Para Alejo Costa, estrategista-chefe do BTG Pactual (BPAC11) em Buenos Aires, os títulos podem cair ainda mais devido às apostas de que o governo se sentirá autorizado a manter suas políticas econômicas por mais tempo, alimentando ainda mais a inflação e exercendo mais pressão sobre o peso.

“O governo fará tudo o que puder antes do segundo turno, estendendo as políticas recentes”, disse Costa. Uma possibilidade é tentar conquistar eleitores com uma nova rodada de gastos que o governo mal pode pagar, acrescentou.

Nos últimos meses, Massa concedeu auxílios a trabalhadores, bônus para aposentados e cortes de impostos para 99% da população, o que deve custar ao governo cerca de 0,8% do PIB, ou cerca de US$ 3,5 bilhões na taxa de câmbio oficial.

Kimberley Sperrfechter, economista da América Latina na Capital Economics, disse que o ministro da economia aumentará o que ela chama de “doações fiscais pré-eleitorais” antes do segundo turno, o que aumentará as vulnerabilidades do país e tornará um eventual ajuste econômico “ainda mais doloroso e, potencialmente, mais desordenado”.

“Quem quer que venha a residir na Casa Rosada terá a árdua tarefa de trazer a economia argentina de volta da beira do abismo - algo que até mesmo uma administração mais favorável ao mercado achará desafiador”, disse ela.

Além dos gastos adicionais que provavelmente ocorrerão antes do segundo turno em 19 de novembro, os investidores também tentarão avaliar para onde os apoiadores da candidata que ficou em terceiro lugar, Patricia Bullrich, migrarão.

Os mercados esperavam um desempenho mais forte de Milei ou Bullrich, acreditando que qualquer um deles buscaria uma reforma econômica mais agressiva como presidente.

“O resultado da votação de domingo sinaliza uma disputa em aberto.

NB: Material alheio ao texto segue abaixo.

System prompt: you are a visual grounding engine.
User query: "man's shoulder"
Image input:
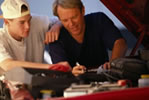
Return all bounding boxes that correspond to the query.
[31,14,49,21]
[85,12,106,17]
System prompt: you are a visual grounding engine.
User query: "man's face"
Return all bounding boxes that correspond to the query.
[57,6,85,36]
[7,14,31,41]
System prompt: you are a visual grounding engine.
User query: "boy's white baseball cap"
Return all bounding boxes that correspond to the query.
[1,0,30,19]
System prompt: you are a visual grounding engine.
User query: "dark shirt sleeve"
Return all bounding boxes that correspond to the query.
[49,41,67,64]
[101,13,123,50]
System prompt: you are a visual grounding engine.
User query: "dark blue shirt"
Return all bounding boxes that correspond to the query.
[49,12,122,68]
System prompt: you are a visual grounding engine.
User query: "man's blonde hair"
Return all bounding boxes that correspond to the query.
[53,0,84,16]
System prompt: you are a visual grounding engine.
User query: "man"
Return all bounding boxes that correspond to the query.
[49,0,127,76]
[0,0,71,71]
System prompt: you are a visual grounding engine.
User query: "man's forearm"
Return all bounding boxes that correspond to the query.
[110,38,127,61]
[0,59,50,71]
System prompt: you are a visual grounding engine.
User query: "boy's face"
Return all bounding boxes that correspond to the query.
[6,14,31,41]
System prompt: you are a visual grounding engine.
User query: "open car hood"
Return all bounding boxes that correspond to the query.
[100,0,149,55]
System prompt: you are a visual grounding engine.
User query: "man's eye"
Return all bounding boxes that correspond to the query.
[20,22,24,24]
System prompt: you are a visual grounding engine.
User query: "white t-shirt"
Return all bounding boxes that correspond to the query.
[0,15,55,63]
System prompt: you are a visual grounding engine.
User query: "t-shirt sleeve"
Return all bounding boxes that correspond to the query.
[49,41,68,63]
[101,13,123,50]
[0,40,12,62]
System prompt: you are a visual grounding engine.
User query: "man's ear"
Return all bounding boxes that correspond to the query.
[4,19,9,25]
[82,6,85,15]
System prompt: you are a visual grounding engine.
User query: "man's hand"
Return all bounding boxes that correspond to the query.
[103,62,111,69]
[44,21,62,44]
[49,62,72,72]
[72,65,86,76]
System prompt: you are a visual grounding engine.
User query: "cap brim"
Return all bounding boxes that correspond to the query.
[0,15,3,19]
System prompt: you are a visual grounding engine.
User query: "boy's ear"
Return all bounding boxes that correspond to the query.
[4,19,9,25]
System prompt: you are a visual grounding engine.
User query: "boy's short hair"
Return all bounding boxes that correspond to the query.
[1,0,30,19]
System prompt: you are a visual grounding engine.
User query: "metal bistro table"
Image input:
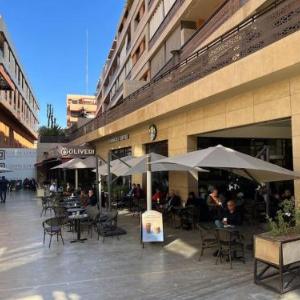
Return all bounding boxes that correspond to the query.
[68,209,88,243]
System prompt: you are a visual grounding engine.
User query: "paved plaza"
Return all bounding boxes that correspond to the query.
[0,192,300,300]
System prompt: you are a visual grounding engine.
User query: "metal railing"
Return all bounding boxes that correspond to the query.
[70,0,300,140]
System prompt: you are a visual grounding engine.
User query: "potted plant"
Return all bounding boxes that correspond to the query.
[254,200,300,293]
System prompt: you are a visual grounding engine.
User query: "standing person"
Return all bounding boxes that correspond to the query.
[0,176,8,203]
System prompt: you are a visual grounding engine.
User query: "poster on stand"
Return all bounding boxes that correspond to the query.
[141,210,164,243]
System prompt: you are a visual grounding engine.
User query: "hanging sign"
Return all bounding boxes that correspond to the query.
[59,146,96,157]
[149,124,157,142]
[141,210,164,243]
[109,133,129,143]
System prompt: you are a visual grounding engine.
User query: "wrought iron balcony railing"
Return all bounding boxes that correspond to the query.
[70,0,300,140]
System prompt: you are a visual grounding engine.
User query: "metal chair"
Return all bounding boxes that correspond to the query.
[197,224,218,261]
[43,217,65,248]
[216,228,246,269]
[41,197,53,217]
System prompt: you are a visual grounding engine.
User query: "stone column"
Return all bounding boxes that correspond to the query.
[132,144,146,190]
[168,135,198,201]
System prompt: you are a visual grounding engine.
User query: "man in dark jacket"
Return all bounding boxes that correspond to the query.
[215,200,242,228]
[88,190,97,206]
[0,176,8,203]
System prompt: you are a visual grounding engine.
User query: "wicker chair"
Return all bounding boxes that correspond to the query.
[41,197,53,217]
[43,217,65,248]
[197,224,218,260]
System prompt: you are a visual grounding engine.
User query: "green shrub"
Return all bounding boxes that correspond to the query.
[267,199,300,236]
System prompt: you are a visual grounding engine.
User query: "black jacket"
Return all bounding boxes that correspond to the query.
[223,210,242,226]
[89,194,97,206]
[0,178,8,192]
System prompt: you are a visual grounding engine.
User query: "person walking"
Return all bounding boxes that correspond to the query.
[0,176,8,203]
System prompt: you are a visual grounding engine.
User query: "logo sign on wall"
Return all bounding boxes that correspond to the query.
[149,124,157,141]
[0,150,5,160]
[60,146,96,157]
[141,210,164,243]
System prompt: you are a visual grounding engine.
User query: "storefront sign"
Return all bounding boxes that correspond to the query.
[141,210,164,243]
[109,133,129,143]
[149,124,157,141]
[0,148,37,180]
[60,146,96,157]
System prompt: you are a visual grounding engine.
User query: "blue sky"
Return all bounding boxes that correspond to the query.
[0,0,126,126]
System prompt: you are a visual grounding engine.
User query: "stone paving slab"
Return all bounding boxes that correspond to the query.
[0,192,300,300]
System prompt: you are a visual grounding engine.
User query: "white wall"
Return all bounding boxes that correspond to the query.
[0,148,37,180]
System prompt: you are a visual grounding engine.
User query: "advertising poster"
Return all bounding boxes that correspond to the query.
[142,210,164,243]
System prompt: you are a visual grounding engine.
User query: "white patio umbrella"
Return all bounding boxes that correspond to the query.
[95,156,133,176]
[68,156,97,169]
[51,158,82,189]
[0,167,12,173]
[152,145,300,183]
[51,158,81,170]
[111,153,208,176]
[111,153,207,210]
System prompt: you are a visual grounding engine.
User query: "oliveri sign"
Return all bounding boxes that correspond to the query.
[60,146,96,157]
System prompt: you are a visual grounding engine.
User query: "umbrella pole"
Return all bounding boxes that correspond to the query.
[107,151,111,210]
[147,154,152,211]
[96,156,102,212]
[75,169,78,190]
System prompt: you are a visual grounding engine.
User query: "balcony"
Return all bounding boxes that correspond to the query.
[71,0,300,140]
[149,0,185,49]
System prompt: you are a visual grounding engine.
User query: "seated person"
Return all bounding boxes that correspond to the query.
[215,200,242,228]
[134,184,145,200]
[79,190,89,207]
[152,189,163,204]
[166,191,181,210]
[126,183,136,198]
[88,190,97,206]
[207,188,222,220]
[186,192,199,206]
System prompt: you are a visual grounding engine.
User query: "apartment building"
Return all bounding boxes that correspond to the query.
[67,94,97,128]
[0,16,39,148]
[70,0,300,205]
[97,0,230,114]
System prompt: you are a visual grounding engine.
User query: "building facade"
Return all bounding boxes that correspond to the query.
[67,94,97,127]
[71,0,300,204]
[0,16,39,148]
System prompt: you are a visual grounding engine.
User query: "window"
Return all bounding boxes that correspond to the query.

Alguns analistas veem Massa como o favorito, apontando para sua capacidade de angariar apoio - Massa obteve quase 3 milhões de votos a mais do que nas primárias de agosto, em comparação com os ganhos de Milei de cerca de 500.000.”

“O estilo confrontacional de Milei não ajudou a angariar novos votos desde as eleições primárias. Isso sugere uma ligeira inclinação para Massa”, escreveu Dirk Willer, chefe de estratégia macro global e mercados emergentes do Citigroup, em uma nota.

Dolarização

Milei conquistou seguidores com uma proposta radical de usar o dólar como moeda oficial do país, abandonando o peso por completo - a pior moeda do mundo, segundo ele, “que ninguém quer”.

Por anos, a Argentina restringiu os movimentos diários do peso na tentativa de controlar o aumento dos preços ao consumidor, estratégia que gerou uma dúzia de taxas de câmbio diferentes, todas em grande parte desconectadas da taxa oficial.

Essa medida é vista como de alto risco, com alguns economistas alertando que ela poderia aumentar ainda mais a inflação.

Seu bom desempenho nas primárias de agosto pegou os mercados de surpresa, com investidores correndo para vender títulos devido às preocupações com sua capacidade de governar.

“Milei provavelmente deveria ser visto como um favorito muito leve, apesar de não ter conseguido ganhar tração desde as primárias”, disse Patrick Esteruelas, chefe de pesquisa da Emso Asset Management. “Ele ainda deve ser o candidato melhor posicionado para capitalizar o enorme descontentamento com o establishment político e o contexto econômico atual.”

O retorno de Massa afastou a especulação de que o governo desvalorizaria o peso imediatamente após a votação de domingo, repetindo o que fez após as primárias, quando permitiu que a moeda local caísse 18% assim que o mercado abriu.

A pressão sobre os contratos futuros do peso, que vinha se acumulando nas últimas semanas, está caindo acentuadamente, fortalecendo-se para 670 em comparação com 790 nos contratos de fim de dezembro.

“Embora o resultado sugira que os mercados diminuirão a probabilidade de uma maior desvalorização cambial nos próximos dias, todas as outras medidas provavelmente piorarão, tornando uma situação já difícil ainda pior”, escreveram analistas do Morgan Stanley liderados por Fernando Sedano em uma nota. “Esperamos que os títulos revisitem as mínimas recentes.”